Librarians can learn from reflecting on their own experiences as users – both the good and the bad. Taking time to pay attention to our personal experiences encourages us to think about the experience provided in our own libraries. During a few of my own recent service encounters I observed a practice that makes good sense, and could work in our library environment. My experience demonstrates that delivering some extra attention can make a difference – and that there are some alternatives to the widely questioned retail practice of placing greeters at the entrance.
Suggesting that we improve the library user experience by stationing someone at the front door of the library to offer a friendly presence and direction, almost always leads to references to a Wal-Mart greeter. They stand at the door, smile, say hello and do little else. We know from the retail front lines that initial acknowledgement of customers, making eye contact or demonstrating caring, can make a great impression and influence that person’s experience. They might not find what they want or believe the price is wrong, but that eye contact and recognition might still help to create a memorable and favorable experience.

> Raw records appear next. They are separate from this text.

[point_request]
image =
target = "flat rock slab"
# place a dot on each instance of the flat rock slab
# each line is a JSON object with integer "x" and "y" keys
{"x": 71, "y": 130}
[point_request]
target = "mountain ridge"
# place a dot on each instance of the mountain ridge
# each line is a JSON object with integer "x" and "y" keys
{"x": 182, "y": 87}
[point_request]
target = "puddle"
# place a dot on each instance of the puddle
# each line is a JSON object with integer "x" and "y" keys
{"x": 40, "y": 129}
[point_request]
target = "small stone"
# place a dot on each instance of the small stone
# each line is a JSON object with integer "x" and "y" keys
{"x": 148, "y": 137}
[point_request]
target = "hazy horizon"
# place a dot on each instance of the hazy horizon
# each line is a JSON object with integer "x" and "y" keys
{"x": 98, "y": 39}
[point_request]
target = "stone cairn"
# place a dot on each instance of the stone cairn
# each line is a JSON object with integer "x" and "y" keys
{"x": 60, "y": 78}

One problem with greeters is that most people get accustomed to it and just ignore it wherever they go. The greeting becomes as much the norm of the shopping experience as checking out at the cash register – certainly not memorable. Recognizing the weaknesses of greeters, even Wal-Mart came to the realization that front door greeters could be put to better use elsewhere in the store.
So perhaps greeters are passe, but that only means we can do better. Take the friendliness and welcoming atmosphere a greeter should create and combine it with the act of saving consumers time and effort – and you have the “preemptive support” approach. I experienced this recently with Southwest and Bed, Bath and Beyond. At Philadelphia International Airport, the Southwest counter is quite chaotic and the space is poorly designed for high volume transactions. To alleviate the confusion, Southwest places an employee close to the door of the terminal. It’s not about greeting – it’s all business – and it’s designed to get customers into the right place quickly and before they get into a situation where they’ll have problems. This Southwest staffer is also on the lookout for potential problems that could create delays at the counter. Think preemptive.

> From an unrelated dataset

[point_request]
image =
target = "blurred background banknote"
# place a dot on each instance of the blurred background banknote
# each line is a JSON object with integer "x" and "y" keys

There’s little to complain about at Bed, Bath and Beyond(BBB) when it comes to customer service. Staff are spread out throughout the store, working but roaming the floor looking for people to help. BBB does a fairly good job, but it can be inconsistent. Combine that with a big box layout with loads of merchandise, and it can be difficult to locate something specific. When I last visited I was barely through the door when an employee came over to ask me what I needed – not so much for delivering a greeting as trying to ease my entry into the store and to get me on my way. Even though the crowd in the checkout zone was a small one, I spotted a manager doing traffic control to keep each line as short and flowing as possible. When I got to the register I realized I forgot something. I mentioned it to the manager who was ushering me to a checkout line. Rather than have me go looking for it, I was placed in the line while the manager called another employee to retrieve what I forgot. This was great support that made things simple and convenient. It was a good experience, and I doubt a greeter by the door could have made it happen.

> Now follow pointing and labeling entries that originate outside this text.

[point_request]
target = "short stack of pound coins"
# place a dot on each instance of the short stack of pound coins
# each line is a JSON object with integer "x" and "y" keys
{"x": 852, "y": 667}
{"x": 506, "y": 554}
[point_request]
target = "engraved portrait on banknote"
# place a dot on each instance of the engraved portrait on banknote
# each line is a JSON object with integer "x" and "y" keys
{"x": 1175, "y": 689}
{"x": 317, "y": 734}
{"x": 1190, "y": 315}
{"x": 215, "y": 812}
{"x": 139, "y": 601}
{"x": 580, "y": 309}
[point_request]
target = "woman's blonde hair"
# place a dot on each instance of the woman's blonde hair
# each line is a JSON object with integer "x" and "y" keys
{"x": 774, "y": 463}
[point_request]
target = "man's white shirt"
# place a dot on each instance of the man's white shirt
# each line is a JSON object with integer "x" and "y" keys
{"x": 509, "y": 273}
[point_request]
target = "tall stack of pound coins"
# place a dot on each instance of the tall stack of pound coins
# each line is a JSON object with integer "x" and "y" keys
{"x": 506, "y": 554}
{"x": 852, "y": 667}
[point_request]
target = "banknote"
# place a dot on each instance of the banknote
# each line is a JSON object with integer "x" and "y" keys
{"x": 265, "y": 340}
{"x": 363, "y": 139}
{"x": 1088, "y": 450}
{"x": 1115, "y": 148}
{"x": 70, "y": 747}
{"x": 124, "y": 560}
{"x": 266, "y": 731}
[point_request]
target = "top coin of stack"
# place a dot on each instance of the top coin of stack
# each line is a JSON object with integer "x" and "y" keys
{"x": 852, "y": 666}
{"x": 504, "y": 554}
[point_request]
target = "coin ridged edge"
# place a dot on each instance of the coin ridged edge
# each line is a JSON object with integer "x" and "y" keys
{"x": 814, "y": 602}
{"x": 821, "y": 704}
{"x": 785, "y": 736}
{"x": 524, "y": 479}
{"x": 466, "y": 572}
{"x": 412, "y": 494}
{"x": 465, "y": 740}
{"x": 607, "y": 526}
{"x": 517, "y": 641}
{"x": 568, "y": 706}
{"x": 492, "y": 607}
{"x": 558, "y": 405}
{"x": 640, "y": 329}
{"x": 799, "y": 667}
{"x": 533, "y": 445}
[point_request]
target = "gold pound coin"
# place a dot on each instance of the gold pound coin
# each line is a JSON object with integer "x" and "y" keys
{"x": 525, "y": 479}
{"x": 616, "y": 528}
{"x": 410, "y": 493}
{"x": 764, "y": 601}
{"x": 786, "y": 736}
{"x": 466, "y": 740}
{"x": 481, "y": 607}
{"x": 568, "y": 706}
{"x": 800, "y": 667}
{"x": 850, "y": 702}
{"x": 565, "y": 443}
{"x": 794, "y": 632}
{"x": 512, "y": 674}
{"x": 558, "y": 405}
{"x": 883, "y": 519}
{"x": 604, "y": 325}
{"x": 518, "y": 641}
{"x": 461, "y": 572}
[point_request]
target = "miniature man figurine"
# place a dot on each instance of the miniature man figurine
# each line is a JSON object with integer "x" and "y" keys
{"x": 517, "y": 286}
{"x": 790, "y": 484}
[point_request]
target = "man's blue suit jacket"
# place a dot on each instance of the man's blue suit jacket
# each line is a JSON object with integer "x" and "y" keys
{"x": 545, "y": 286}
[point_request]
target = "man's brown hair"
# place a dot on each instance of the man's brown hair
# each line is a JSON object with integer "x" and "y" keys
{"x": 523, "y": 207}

Having good experiences like these make bad experiences seem even worse by comparison. A visit to Macy’s to get help with a billing error demonstrated the difference between preemptive support and no support. After being told by the online support that any local store could help with this problem, I ran into a brick wall at the customer service office at the store in my area. Two employees insisted there was nothing they could do to help me. They didn’t even try, and seemed more interested in getting back to their computer entertainment. It turns out – after shaming one of them into calling the online billing folks – that they could indeed help with the situation. Just think how different my experience would have been if Macy’s configured their stores for preemptive support.
Our libraries, to the community members who use them, can be just as confusing as a big box store or just as chaotic as a busy airport terminal. We can choose to let our community members figure out the navigation and problem solving on their own or we can create preemptive support mechanisms to reach out to individuals before they get themselves into problem situations. It is often said that we cannot design experiences for other people. Each individual is unique and experiences the environment in a highly personal way. What we can do is design a library environment that facilitates the best possible experience for each individual. Consider the difference between an experience facilitated by preemptive support and one that offers just greeting – or no support at all. Is the experience we facilitate one where the community member becomes so confused, frustrated or angry, that he or she is compelled to go ask for support – unless the decision is to just give up and leave? How we design the environment and the staff we deploy to facilitate a better library experience can make all the difference.